Heïdi Gaugain

Personal information
- Born: 30 November 2004 (age 21) Mayenne, France

Sport
- Sport: Para-cycling
- Disability: Agenesis of left arm
- Disability class: C5
- Club: Bizkaia Durango

Medal record
Representing France
Women's para-cycling
Paralympic Games
| Silver medal – second place | 2024 Paris | Ind. pursuit C5 |
| Silver medal – second place | 2024 Paris | Road time trial C5 |
| Silver medal – second place | 2024 Paris | Road race C4–5 |
World Road Championships
| Silver medal – second place | 2024 Zurich | Time trial C5 |
| Bronze medal – third place | 2023 Glasgow | Time trial C5 |
World Track Championships
| Gold medal – first place | 2023 Glasgow | Individual pursuit C5 |
| Gold medal – first place | 2024 Rio de Janeiro | Individual pursuit C5 |
| Silver medal – second place | 2022 Saint-Quentin-en-Yvelines | Individual pursuit C5 |
| Bronze medal – third place | 2022 Saint-Quentin-en-Yvelines | Omnium C5 |
European Para Championships
| Gold medal – first place | 2023 Rotterdam | Road time trial C5 |
| Gold medal – first place | 2023 Rotterdam | Road race C5 |
Women's track cycling
World Junior Championships
| Gold medal – first place | 2022 Tel Aviv | Points race |
| Gold medal – first place | 2022 Tel Aviv | Team pursuit |

= Heïdi Gaugain =

French Paralympic cyclist

Heïdi Gaugain (born 30 November 2004) is a French Paralympic cyclist who competes in international cycling competitions.

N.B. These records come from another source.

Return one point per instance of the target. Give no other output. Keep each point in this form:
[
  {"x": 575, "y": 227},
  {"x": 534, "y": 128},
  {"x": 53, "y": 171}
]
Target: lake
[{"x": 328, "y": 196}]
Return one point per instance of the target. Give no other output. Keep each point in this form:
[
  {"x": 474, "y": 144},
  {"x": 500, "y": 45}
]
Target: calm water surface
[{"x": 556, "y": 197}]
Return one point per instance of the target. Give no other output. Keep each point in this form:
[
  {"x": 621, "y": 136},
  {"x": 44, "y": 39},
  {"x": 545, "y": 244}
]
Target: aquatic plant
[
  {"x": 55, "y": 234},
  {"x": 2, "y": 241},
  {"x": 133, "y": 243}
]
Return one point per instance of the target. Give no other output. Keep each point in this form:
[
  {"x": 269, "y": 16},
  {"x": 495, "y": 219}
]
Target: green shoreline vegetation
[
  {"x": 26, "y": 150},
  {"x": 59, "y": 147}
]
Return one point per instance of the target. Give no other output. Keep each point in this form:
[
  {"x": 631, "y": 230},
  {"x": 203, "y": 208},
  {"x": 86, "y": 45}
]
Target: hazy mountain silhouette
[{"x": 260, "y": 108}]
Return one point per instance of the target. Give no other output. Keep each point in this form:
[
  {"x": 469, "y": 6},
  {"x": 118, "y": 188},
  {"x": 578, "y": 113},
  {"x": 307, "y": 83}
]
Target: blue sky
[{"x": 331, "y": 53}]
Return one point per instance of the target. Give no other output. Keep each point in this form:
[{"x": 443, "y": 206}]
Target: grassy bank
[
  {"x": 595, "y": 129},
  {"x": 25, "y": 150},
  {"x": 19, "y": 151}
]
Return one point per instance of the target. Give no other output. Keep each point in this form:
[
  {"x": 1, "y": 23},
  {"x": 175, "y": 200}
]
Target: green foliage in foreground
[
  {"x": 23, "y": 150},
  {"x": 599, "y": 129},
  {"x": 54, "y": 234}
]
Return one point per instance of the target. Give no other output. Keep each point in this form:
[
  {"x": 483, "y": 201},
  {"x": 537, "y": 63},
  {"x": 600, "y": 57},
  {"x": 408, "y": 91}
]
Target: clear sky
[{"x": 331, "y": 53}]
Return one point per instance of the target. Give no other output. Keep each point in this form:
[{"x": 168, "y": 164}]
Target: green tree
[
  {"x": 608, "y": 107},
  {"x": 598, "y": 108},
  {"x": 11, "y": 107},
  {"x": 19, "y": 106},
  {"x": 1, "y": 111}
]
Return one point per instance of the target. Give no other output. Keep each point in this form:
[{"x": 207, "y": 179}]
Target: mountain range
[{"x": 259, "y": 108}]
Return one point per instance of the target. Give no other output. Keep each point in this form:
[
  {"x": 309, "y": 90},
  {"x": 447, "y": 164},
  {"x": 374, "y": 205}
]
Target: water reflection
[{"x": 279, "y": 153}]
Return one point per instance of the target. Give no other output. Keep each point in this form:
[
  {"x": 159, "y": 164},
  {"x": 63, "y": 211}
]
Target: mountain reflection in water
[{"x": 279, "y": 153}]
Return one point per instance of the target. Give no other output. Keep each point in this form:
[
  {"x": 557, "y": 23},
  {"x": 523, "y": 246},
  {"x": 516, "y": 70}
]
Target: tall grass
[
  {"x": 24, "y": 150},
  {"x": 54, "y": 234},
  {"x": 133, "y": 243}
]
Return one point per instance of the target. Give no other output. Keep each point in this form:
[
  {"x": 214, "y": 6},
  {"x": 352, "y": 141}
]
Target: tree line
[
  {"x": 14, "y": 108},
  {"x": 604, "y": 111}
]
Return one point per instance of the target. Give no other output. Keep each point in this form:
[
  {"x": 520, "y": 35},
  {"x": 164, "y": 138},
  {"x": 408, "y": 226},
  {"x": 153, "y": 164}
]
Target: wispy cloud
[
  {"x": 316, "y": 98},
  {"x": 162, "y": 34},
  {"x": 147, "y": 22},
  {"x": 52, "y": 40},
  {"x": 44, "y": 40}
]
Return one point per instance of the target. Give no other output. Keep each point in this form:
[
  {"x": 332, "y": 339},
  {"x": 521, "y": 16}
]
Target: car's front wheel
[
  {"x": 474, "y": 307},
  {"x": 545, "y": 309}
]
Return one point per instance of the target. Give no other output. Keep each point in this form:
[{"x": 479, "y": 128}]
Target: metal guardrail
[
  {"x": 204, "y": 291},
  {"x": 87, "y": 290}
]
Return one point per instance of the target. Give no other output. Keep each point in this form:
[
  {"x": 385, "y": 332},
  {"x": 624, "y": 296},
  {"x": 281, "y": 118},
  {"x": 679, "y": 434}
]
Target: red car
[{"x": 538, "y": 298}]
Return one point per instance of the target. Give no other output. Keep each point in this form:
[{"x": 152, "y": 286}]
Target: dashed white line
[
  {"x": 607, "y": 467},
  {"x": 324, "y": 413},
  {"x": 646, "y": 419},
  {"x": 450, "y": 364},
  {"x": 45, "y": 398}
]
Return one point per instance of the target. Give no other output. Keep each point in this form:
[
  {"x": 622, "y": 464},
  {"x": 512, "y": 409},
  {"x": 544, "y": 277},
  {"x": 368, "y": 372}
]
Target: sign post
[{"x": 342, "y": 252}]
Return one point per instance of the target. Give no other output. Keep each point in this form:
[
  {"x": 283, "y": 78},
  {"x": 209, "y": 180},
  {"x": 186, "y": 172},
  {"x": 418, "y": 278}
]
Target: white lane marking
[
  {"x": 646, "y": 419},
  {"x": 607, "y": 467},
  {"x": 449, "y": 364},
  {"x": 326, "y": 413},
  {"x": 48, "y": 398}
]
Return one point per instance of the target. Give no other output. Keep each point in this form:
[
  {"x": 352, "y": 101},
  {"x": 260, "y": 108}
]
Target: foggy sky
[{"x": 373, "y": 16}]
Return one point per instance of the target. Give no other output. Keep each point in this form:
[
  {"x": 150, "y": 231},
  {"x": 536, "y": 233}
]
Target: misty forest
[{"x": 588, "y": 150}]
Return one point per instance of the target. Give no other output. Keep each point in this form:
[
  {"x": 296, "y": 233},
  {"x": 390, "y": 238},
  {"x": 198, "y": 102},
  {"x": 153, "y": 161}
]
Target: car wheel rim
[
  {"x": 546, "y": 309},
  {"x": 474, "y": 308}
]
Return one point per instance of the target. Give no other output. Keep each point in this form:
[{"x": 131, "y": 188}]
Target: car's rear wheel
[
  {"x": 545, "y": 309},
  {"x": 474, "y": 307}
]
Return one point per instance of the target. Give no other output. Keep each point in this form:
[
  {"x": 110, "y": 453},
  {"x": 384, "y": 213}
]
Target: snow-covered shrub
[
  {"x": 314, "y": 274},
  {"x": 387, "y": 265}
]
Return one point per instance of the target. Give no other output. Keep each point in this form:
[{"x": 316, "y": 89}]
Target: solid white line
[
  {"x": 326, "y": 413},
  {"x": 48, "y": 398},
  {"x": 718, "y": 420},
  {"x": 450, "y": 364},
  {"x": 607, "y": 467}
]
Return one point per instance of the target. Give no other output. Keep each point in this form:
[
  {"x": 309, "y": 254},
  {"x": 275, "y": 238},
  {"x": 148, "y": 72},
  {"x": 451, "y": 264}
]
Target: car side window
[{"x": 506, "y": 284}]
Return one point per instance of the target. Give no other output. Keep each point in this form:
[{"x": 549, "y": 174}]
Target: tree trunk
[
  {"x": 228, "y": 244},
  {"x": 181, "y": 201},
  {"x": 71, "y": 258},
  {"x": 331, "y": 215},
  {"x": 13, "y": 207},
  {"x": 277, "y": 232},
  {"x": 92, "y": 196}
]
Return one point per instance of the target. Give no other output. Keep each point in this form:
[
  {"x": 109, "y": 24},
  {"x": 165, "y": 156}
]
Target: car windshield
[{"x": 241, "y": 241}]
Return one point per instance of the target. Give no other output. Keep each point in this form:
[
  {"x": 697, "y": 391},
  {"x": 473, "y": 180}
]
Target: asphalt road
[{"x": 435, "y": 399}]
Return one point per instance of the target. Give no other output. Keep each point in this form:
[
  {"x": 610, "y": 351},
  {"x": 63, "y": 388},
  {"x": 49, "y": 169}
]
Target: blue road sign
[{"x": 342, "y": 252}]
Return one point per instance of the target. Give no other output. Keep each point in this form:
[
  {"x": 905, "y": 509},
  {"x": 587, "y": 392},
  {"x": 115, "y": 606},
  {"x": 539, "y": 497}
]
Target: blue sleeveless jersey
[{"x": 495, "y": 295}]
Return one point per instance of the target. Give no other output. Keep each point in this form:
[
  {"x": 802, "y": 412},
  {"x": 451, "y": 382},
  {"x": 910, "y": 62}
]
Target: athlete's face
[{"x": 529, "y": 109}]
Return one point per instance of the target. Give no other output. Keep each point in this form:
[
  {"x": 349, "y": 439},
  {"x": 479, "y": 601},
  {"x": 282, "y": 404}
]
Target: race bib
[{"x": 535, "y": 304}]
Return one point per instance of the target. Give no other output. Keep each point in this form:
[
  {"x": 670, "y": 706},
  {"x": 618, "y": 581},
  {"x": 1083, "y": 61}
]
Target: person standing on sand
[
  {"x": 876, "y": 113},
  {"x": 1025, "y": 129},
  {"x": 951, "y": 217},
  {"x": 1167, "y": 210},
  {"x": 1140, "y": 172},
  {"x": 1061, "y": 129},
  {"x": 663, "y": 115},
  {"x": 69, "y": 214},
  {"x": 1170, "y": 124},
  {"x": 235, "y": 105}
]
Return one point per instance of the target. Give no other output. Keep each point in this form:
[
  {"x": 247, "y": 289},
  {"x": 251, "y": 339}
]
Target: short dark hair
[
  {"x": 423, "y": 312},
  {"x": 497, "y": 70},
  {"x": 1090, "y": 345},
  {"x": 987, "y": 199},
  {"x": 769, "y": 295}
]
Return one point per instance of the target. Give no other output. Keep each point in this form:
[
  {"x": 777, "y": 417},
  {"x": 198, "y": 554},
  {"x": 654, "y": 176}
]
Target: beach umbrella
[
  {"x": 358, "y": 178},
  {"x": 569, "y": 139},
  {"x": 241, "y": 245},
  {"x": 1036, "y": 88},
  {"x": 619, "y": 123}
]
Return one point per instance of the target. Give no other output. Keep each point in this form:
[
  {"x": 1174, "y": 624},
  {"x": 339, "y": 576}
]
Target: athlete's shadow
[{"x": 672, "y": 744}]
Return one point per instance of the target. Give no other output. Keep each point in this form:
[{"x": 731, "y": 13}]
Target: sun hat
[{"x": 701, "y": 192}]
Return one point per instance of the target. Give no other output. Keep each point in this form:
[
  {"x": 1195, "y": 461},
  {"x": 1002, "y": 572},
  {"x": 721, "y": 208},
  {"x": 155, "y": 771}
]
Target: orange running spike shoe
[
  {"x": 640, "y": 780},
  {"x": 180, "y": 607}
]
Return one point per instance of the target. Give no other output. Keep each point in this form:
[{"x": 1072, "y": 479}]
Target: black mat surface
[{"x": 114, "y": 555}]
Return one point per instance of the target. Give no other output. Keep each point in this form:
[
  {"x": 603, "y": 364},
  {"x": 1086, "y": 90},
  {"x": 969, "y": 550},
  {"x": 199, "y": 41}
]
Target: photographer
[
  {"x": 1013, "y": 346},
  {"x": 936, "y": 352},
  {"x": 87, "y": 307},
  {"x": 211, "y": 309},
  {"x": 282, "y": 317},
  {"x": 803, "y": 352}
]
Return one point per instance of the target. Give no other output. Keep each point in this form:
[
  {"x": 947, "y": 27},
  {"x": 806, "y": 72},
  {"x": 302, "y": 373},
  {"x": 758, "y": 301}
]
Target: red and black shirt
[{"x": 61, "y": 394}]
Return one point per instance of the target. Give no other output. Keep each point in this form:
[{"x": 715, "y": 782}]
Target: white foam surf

She is a double World track cycling champion and double European champion, she is also a World Junior champion and French U23 champion in able-bodied cycling becoming the first para-cyclist to win World titles in both para and able-bodied cycling. She cycles for Bizkaia Durango. She has qualified to compete at the 2024 Summer Paralympics.